We have initially made two important discoveries: 1) In diet-induced obesity, inflammation develops in skeletal muscle with macrophage infiltration and locally elevated inflammatory cytokines (Hong, E.-G. et al., Diabetes 2009;58:2525-2535), and 2) cytokines regulate glucose metabolism and insulin signaling in skeletal muscle (Kim, H.-J. et al., Diabetes 2004;53:1060-1067). Based on these findings, we have generated transgenic mice with muscle-selective overexpression of IL-10 (M^IL-10), and M^IL-10 mice are protected from obesity-mediated inflammation and insulin resistance in skeletal muscle (Dagdeviren, S. et al., Mol. Cell. Biol. 2016;36:2956-2966).

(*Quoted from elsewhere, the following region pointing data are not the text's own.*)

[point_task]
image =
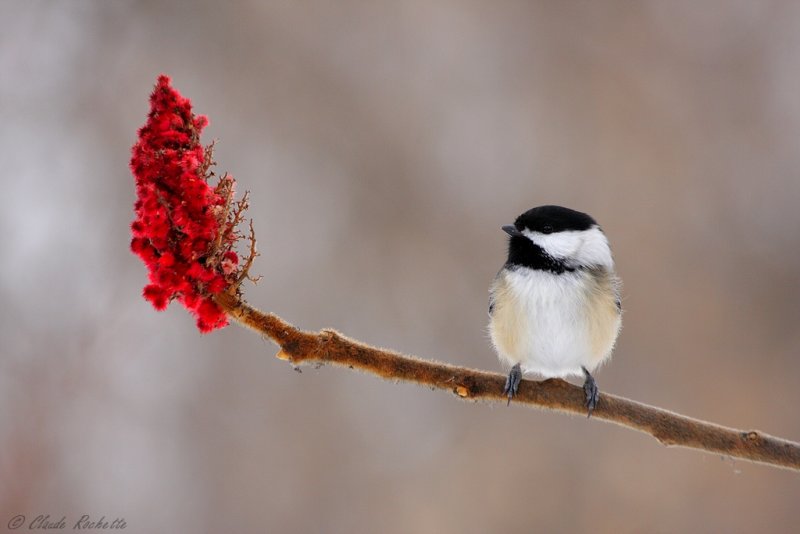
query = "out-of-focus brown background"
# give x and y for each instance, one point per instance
(384, 146)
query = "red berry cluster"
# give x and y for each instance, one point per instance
(183, 231)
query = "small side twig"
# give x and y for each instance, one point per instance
(671, 429)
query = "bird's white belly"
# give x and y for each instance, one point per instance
(540, 321)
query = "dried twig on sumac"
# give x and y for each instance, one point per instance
(186, 232)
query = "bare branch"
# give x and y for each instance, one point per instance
(669, 428)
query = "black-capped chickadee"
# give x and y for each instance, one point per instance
(554, 307)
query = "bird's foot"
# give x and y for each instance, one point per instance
(591, 390)
(512, 382)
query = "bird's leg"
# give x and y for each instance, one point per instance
(512, 382)
(591, 391)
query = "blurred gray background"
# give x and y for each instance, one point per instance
(384, 144)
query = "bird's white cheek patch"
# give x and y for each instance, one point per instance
(587, 247)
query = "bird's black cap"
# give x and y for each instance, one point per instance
(550, 219)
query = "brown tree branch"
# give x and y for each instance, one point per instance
(669, 428)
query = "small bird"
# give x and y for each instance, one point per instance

We have also found that aging M^IL-10 mice at 18 months of age are more insulin sensitive with increased glucose metabolism than aging wild-type mice, suggesting a potential role of muscle inflammation in aging-associated insulin resistance (Dagdeviren, S. et al., FASEB J. 2017:31:701-710). Interestingly, we have found increased muscle mass in M^IL-10 mice, and we are continuing to investigate the molecular mechanisms by which IL-10 regulates muscle inflammation, insulin signaling, and myogenesis and identify potential therapeutic targets for the treatment of insulin resistance (pre-diabetes) in obesity and aging.

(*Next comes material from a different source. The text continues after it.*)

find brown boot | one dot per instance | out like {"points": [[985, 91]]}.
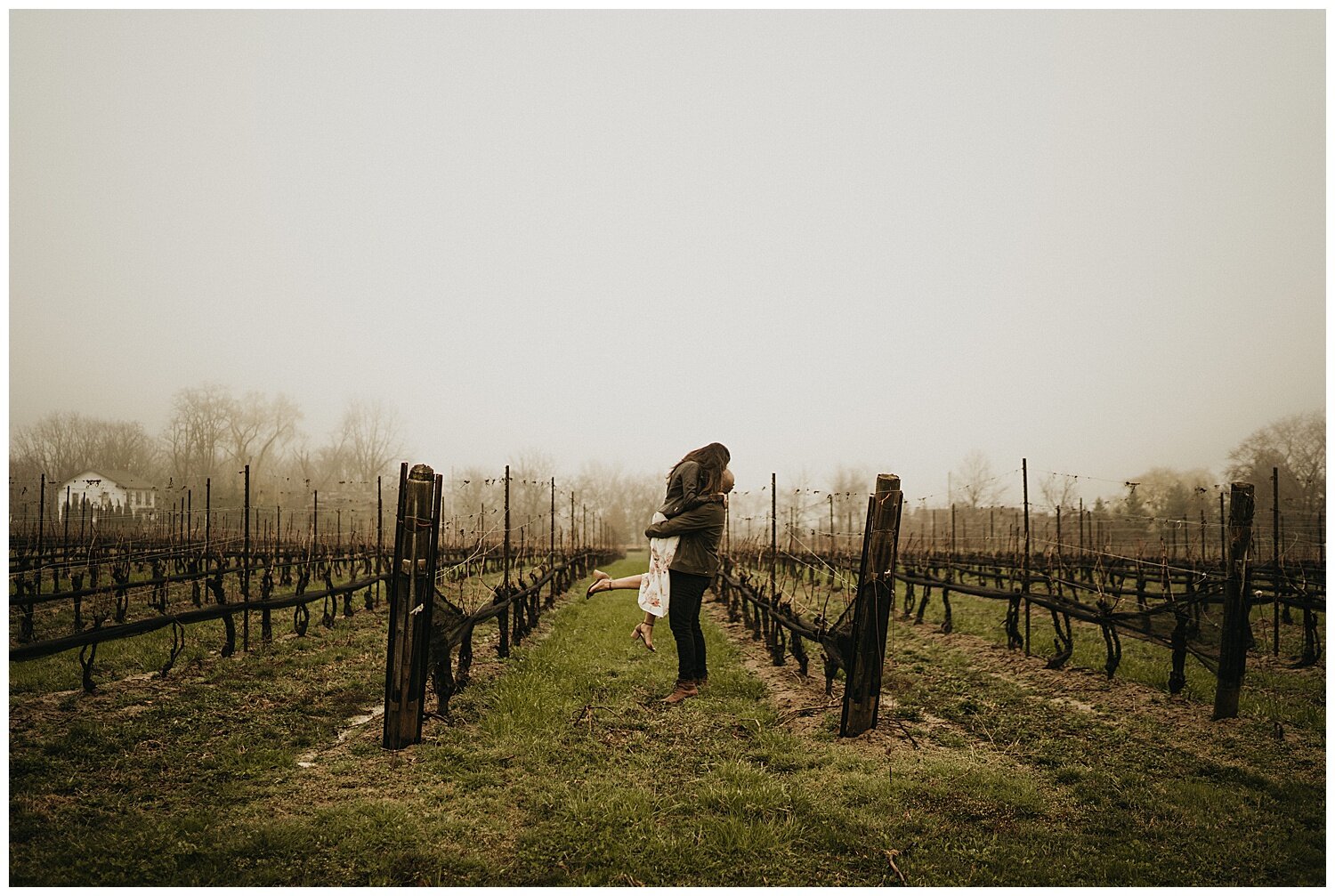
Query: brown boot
{"points": [[683, 690]]}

Dissecting the Beneficial Effects of Weight Loss on Insulin Sensitivity and Type 2 Diabetes

Diabetes Prevention Program studies have demonstrated that a modest weight loss can profoundly improve insulin sensitivity in diabetic subjects. As environmental factors, such as high-fat, high-carbohydrate, and high-caloric diets coupled with reduced physical activity, play a major role in the current obesity pandemic, weight loss by changing various lifestyle factors is a standard nonpharmacological regimen to treat type 2 diabetes. Although the beneficial effects of weight loss on metabolic homeostasis are well established, the molecular mechanism by which weight loss improves insulin sensitivity remains unclear. Our recent study found that a short-term weight loss, mediated by either switching from a high-fat diet to a low-fat diet or engaging in exercise (via cage wheel), caused a dramatic increase in insulin sensitivity in skeletal muscle and liver even though the mice remained relatively more obese than control animals (Jung, D.Y. et al., Am. J. Physiol. 2013;304:E964-E976). Interestingly, there was a weight loss modality-dependent effects on organ-specific insulin action, and this beneficial effect of modest weight loss did not involve attenuation of adipose tissue inflammation. We are currently investigating how weight loss impacts local inflammation and glucose metabolism in skeletal muscle and liver.